Snow fences, such as rows of trees, shrubs, or standing corn, can catch drifting snow and keep it off roadways. Because of their proven benefits, the Minnesota Department of Transportation (MnDOT) offers payments to landowners who add snow fences along highways. However, few landowners know about this program.
In a recent project, U of M researchers set out to better understand how landowners learn about the snow fence program and its financial compensation, why landowners who know about the program may not participate, and how MnDOT could better encourage snow fence adoption.
The new recommendations will be used to guide MnDOT’s promotional and recruitment efforts to expand the use of snow fences around the state. Options include working with local conservation districts to help set up and establish fences, encouraging the use of trees or shrubs as living snow fences for their carbon- and snow-capturing abilities, and stacking hay bales as snow fences, which can then be used for agricultural purposes when winter ends.
A 2012 study found that if just 40 percent of the 3,700 sites along state and federal roadways that are suitable for snow fences adopted them, the state would save at least $1.3 million. “To tap into those benefits, we wanted to find out why snow fence adoption by landowners has not been as robust as MnDOT would like,” says Dean Current, co-director for the U’s Center for Integrated Natural Resources and Agricultural Management.
Building on earlier work, researchers began by dividing the state into four areas based on land use and snow experience.
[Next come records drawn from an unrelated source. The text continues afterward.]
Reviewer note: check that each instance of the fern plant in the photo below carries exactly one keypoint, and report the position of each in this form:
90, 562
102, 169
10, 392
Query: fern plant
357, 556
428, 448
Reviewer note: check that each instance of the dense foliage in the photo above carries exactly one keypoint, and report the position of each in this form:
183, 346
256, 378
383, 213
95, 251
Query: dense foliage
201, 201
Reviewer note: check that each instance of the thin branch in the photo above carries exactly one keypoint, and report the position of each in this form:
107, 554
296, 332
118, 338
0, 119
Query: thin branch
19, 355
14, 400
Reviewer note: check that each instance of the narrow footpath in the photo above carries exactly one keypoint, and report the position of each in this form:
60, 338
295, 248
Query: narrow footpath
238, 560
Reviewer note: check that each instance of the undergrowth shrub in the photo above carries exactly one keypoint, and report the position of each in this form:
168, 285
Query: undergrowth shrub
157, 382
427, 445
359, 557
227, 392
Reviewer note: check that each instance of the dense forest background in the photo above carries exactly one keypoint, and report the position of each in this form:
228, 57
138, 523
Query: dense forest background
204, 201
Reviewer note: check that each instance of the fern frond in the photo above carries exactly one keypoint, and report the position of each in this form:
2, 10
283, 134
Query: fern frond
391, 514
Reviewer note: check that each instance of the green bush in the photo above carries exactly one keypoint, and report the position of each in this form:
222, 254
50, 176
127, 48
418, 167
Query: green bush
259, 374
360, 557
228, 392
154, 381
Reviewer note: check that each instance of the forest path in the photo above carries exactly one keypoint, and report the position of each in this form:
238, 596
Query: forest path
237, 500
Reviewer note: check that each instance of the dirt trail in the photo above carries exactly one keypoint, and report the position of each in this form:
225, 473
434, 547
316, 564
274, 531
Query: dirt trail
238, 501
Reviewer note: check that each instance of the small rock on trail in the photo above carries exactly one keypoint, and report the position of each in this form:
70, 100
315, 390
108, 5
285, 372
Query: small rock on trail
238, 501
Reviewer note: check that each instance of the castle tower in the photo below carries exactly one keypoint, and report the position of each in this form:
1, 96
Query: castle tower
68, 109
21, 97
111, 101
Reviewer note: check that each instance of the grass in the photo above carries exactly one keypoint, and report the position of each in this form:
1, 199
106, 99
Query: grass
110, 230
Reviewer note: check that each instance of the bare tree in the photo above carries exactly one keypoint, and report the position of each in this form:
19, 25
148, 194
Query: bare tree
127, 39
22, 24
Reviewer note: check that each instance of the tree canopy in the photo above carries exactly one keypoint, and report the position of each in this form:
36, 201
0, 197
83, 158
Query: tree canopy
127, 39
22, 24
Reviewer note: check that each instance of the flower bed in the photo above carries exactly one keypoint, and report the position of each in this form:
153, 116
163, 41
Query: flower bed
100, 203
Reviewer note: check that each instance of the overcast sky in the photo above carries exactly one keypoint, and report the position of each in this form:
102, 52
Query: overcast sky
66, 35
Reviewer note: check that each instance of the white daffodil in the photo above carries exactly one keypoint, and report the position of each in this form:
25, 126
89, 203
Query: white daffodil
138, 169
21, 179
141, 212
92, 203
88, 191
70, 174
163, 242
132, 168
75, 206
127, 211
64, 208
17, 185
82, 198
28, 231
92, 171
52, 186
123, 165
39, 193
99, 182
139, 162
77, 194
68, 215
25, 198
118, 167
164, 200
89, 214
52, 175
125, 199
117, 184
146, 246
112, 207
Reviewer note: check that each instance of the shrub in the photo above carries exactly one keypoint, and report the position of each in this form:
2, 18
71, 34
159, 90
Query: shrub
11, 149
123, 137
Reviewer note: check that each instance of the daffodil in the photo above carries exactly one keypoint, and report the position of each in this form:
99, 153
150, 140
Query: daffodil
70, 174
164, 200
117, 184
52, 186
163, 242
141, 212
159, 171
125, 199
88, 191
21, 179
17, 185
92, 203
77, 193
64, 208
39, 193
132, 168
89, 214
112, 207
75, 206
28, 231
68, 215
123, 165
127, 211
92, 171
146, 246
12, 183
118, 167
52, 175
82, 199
Next, they met with MnDOT staff in each region to determine internal knowledge of the program and identify the most troublesome transportation corridors for blowing snow. The team then held community meetings with stakeholders in each region to discuss snow management problems and snow fence program knowledge. Finally, the team members surveyed landowners along the problem corridors about their experience with blowing snow control and knowledge of and attitudes toward snow fences and their adoption.
Following the survey, the team promoted the snow fence program through posters and on Facebook and held outreach meetings with landowners from the trouble spots. Investigators then surveyed landowners again about snow management problems and the snow fence program. Finally, researchers analyzed both surveys and prepared their recommendations.
“We really got a more integrated and quantified understanding of how landowners understand the program,” Current says. “The success of the project will really depend on how this understanding is applied.”
Researchers found that few landowners are aware of the snow fence program and its safety and mobility benefits for their communities. As a result, researchers recommended promoting the program year-round and including city councils, community groups, and program advocates who manage farms in promotion efforts. Researchers also learned that the primary constraints for landowners were the potential for fences to affect cultivation practices and equipment needs, loss of productive land, the desire for help establishing fences, and moisture management.
“This project is providing valuable insight for our blowing snow control program with MnDOT’s Project Management Shared Services and the five designers that are part of the team,” says Dan Gullickson, MnDOT Operation’s blowing snow control shared services supervisor.